Humans in northern Europe have been snacking on hazelnuts — a key accessible source of energy —for at least 12,000 years. Now, a study led by the University of Oxford has shown that it is possible to analyse the carbon isotope values of hazelnuts found at archaeological sites to reveal what the places humans lived in millennia ago looked like.
In the new study, published in Frontiers in Environmental Archaeology, the researchers devised a method of analysing preserved hazelnut shells to indicate whether the microhabitats around archaeological sites were heavily forested or open and pasture-like. This is based on the fact that hazelnuts which grew in closed environments, such as thick shady forests, have very different carbon isotopes to hazelnuts growing in open, sunny environments. The new method could help us to understand not only what a local environment looked like thousands of years ago, but how humans have impacted their habitats over time.
“By analysing the carbon in hazelnuts recovered from archaeological sites in southern Sweden, from Mesolithic hunter-gatherer campsites through to one of the largest and richest Iron Age settlements in northern Europe, we show that hazelnuts were harvested from progressively more open environments,” said lead author Dr Amy Styring of the University of Oxford.
‘Neolithic Nutella’
Humans in northern Europe have been using hazel trees as a source of materials and food for thousands of years. The nuts are an excellent source of energy and protein, capable of being stored for long periods, and the shells can also be used as fuel.
Like all plants, hazel trees contain carbon, which exists in different forms known as isotopes. The proportions of the different carbon isotopes are altered by the ratio of carbon dioxide concentrations between leaf cells and in the surrounding environment. In plants like hazel, this ratio is strongly affected by sunlight and water availability; where water is not scarce, as in Sweden, sunlight influences the ratio much more. Where there are fewer other trees to compete for the sunlight and rates of photosynthesis are higher, the hazels will have higher carbon isotope values.
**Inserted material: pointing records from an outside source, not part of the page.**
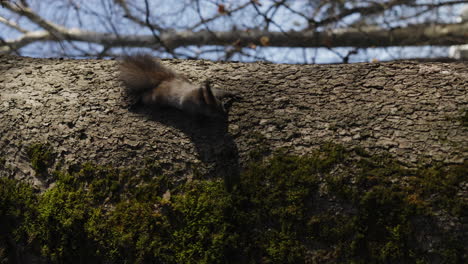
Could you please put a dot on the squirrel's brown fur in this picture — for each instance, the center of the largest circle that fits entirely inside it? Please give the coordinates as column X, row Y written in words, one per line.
column 157, row 85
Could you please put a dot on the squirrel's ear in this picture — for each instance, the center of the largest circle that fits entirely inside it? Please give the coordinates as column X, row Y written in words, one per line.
column 208, row 94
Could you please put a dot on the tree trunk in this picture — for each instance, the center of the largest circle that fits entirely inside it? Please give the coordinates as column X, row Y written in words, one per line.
column 414, row 111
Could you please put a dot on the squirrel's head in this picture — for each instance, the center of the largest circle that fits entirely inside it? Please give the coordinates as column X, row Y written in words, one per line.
column 213, row 107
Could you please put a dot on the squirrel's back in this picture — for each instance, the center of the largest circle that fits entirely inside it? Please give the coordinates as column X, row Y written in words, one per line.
column 141, row 73
column 155, row 84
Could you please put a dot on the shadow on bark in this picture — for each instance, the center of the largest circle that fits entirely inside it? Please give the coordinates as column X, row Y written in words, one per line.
column 214, row 145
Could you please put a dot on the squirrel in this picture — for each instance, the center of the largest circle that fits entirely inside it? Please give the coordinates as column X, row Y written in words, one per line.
column 155, row 85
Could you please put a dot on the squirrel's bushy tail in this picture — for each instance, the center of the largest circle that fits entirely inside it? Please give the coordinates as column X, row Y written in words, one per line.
column 141, row 72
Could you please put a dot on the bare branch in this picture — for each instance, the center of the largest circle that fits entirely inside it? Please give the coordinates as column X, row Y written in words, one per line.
column 415, row 35
column 13, row 25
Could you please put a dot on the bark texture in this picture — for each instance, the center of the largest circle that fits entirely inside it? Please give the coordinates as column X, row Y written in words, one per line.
column 412, row 110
“This means that a hazelnut shell recovered on an archaeological site provides a record of how open the environment was in which it was collected,” explained Ljung. “This in turn tells us more about the habitats in which people were foraging.”
Gleaning information
To test whether this effect can be seen in archaeological samples, the scientists gathered hazelnuts from trees growing in varying light levels at three locations in southern Sweden, and analyzed the variation in their carbon isotope values and the relationship between these values and the light levels the trees were exposed to. They then investigated the carbon isotope values of hazelnut shells from archaeological sites also found in southern Sweden. They selected shell fragments from four Mesolithic sites and eleven sites ranging from the Neolithic to the Iron Age, some of which had been occupied in more than one period.
Using the reference values and the archaeological results, the archaeologists ran a model to assign their hazelnut samples to one of three categories: closed, open, and semi-open. Because the carbon isotopes of an individual hazelnut will naturally vary a little from those of other hazelnuts growing in similar environments, the scientists used multiple samples from each site and assessed the proportion of hazelnuts which had grown in closed or open environments.
Growing changes
The scientists found that nuts from the Mesolithic had been collected from more closed environments, while nuts from more recent periods had been collected in more open environments. By the Iron Age, most of the people who collected the hazelnuts sampled for this study had gathered the nuts from open areas, not woodlands. Their microhabitats had completely changed. This is consistent with environmental reconstructions from pollen analyses, but isotope analysis can be used to visualize a local environment where pollen records are scarce.
“Our study has opened up new potential for directly tying environmental changes to people’s foraging activities and reconstructing the microhabitats that they exploited,” said Styring. “We would like to directly radiocarbon date and measure the carbon isotopes of hazelnut shells from a wider range of archaeological sites and settings. This will provide much more detailed insight into woodlands and landscapes in the past, which will help archaeologists to better understand the impact of people on their environment, and perhaps help us to think differently about woodland use and change today.”